Fransız tarım üreticileri kendilerini koruyan yasayı BOVE YASASI olarak tescillediler. Çünkü Fransız üreticilerin mücadeledeki önderi BOVE idi. Doğu Avrupa'da üreticiler Emperyalist kapitalist yağma ve yok oluşa karşı kooperatif, sendika ve birlikleriyle mücadele ederek kolay teslim olmayacaklarını ve eninde sonunda kazanacaklarına inanarak direnişlerini sürdürüyorlar.
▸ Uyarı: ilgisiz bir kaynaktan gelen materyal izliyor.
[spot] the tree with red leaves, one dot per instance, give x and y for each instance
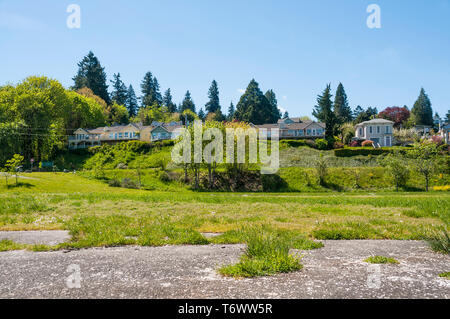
(398, 115)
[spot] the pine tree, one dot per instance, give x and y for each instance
(253, 106)
(271, 97)
(422, 111)
(188, 103)
(150, 91)
(120, 93)
(342, 110)
(358, 110)
(231, 110)
(213, 105)
(132, 105)
(201, 115)
(92, 75)
(324, 112)
(167, 101)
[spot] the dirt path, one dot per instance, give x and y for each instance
(336, 271)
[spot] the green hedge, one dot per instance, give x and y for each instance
(358, 151)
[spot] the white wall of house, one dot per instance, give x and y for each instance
(378, 131)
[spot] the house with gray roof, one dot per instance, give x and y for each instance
(379, 131)
(294, 128)
(86, 138)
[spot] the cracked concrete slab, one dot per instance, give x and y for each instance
(336, 271)
(50, 238)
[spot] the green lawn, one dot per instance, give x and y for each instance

ULUSAL BİYOGÜVENLİK YASASI'nın GDO'ları serbest bırakmasıyle(1) birlikte tarımda tekelleşme dana da hız kazanacaktır. Buna koşut olarak küçük tarım emekçisinin yıkımı daha da hızlanacaktır. Yıkım durdurmanın ve geleceğimizi kazanmanın tek yolu var: Üretici birlikleri, çiftçi sendikası, kooperatiflerde birleşmek ve mücadele etmek. Aksi; yıkıma devam demektir!
_______________________
(1) Ulusal Biyogüvenlik Yasası tasarı olarak hükümet üyelerinin imzasına açılmıştır. Yeni içeriği sır gibi gizlenen tasarı muhtemeldir ki; GDO'lu ürünlerin ithalatını, ekimini ve dağıtımını serbest bırakan bir yasa olarak parlamentodan çıkmakta sorun yaşamayacaktır.
Bu yazı: ”http://www.milliyet.com.tr/Ekonomi/HaberDetay.aspxaType=HaberDetay&KategoriID=3&ArticleID=1126390&Date=09.08.2009&b=Tarim politikalari kucuk isletmeleri tasfiye ediyor&ver=22” ve ”Sunay Demircan- Domatesin Tadı Geri Gelecek mi-National Geographic Türkiye Haziran 2009” yayınlarından yararlanılarak hazırlanmıştır.